An international study (conducted by the Children's Society) analysing the ‘happiness’ of 16000 children between the ages of 10 and 13, across 11 countries, have recently published their findings.
The countries involved in the study (Algeria , Brazil, Chile, England, Israel, Romania, Spain, South Africa, South Korea , Uganda and USA) varied greatly e.g. social and economical factors.
With the UK being one of the most developed and affluent countries in the study, one might assume that, when compared with the other countries, the UK would rank highly.
Surprisingly this was not the case. When it comes to the happiness index (scale of 1..10) focussing on prepubescent children, England was only able to attain 9th place, out of a possible 11.
Why are England’s children unhappy? Looking at the research findings a little more closely the following became clear.
English children were less concerned about social and economical issues than children from other countries, particularly the poorer ones. However, this fact was not enough to significantly elevate their overall level of happiness.
Notably, body image was one of the main issues that adversely affected the UK’s happiness score and it was cited by 1 in 7 UK children. Girls were twice as concerned about their bodies as boys; 18% versus 9 % respectively. Unfortunately, body image problem worsens as children get older; 17% 12-13 year olds compared with 9% of 10-11 year olds.
“When I feel fat I tend to either hide myself or not go out”, said a 13-year-old girl who took part in the study. “I try and put on a lot of make-up on to hide behind a mask.”

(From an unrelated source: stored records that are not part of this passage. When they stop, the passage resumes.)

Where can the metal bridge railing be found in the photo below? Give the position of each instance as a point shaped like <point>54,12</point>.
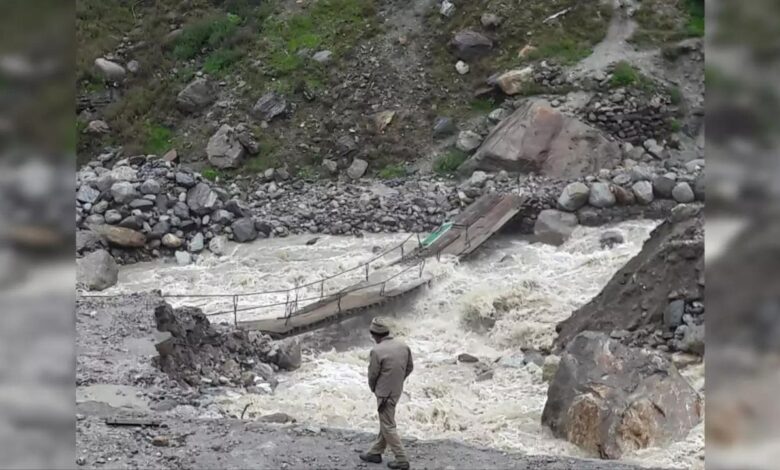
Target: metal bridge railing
<point>293,301</point>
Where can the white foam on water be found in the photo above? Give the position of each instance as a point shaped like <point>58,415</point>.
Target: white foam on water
<point>524,288</point>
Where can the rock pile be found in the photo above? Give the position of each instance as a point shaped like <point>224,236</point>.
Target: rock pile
<point>631,114</point>
<point>657,299</point>
<point>610,399</point>
<point>195,352</point>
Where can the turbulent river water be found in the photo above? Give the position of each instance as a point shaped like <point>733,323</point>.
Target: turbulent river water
<point>525,287</point>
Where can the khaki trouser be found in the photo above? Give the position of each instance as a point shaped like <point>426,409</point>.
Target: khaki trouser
<point>388,435</point>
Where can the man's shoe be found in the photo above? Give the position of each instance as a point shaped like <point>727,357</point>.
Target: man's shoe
<point>398,465</point>
<point>371,458</point>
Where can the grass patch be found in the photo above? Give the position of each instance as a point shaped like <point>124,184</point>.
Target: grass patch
<point>209,32</point>
<point>449,162</point>
<point>391,171</point>
<point>220,60</point>
<point>159,139</point>
<point>661,22</point>
<point>327,24</point>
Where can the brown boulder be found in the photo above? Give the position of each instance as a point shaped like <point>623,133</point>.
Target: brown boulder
<point>538,138</point>
<point>610,399</point>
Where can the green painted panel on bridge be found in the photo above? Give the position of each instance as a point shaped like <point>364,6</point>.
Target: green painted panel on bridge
<point>430,239</point>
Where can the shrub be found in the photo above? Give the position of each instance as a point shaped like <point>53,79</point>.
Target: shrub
<point>158,139</point>
<point>449,162</point>
<point>211,32</point>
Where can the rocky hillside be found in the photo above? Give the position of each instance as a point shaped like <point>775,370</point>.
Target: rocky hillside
<point>241,86</point>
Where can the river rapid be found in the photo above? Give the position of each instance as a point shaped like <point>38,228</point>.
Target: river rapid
<point>525,288</point>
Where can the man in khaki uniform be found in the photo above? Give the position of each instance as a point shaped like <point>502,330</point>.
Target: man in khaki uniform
<point>390,364</point>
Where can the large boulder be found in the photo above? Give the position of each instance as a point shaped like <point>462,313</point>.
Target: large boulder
<point>288,355</point>
<point>110,70</point>
<point>121,236</point>
<point>123,192</point>
<point>670,266</point>
<point>97,270</point>
<point>514,81</point>
<point>554,227</point>
<point>201,200</point>
<point>224,149</point>
<point>538,138</point>
<point>469,45</point>
<point>573,196</point>
<point>244,230</point>
<point>269,106</point>
<point>196,96</point>
<point>610,399</point>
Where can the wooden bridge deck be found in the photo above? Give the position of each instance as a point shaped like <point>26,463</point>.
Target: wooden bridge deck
<point>470,229</point>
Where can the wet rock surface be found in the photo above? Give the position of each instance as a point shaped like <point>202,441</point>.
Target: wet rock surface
<point>657,299</point>
<point>610,399</point>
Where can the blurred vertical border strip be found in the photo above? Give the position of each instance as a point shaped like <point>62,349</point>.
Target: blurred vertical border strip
<point>37,281</point>
<point>743,234</point>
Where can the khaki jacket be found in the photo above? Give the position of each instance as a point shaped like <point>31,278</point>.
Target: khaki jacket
<point>390,364</point>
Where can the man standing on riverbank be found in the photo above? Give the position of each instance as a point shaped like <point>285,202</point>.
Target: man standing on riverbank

The study stated: “This is the aspect of life where children in the UK fare particularly poorly in comparison with a sample of other countries.
“It is also notable that the gender gap in satisfaction with this aspect of life is only evident in some countries, indicating that we should not accept that it is inevitable that girls will have significantly lower satisfaction with their appearance than boys”.
“I think the above statement is highly significant”, said Julie Court (My Body Beautiful’s founder). “It points to the fact that something in the UK’s society, culture, media etc. is creating and/or exacerbating body image issues in a way that affects females more than males".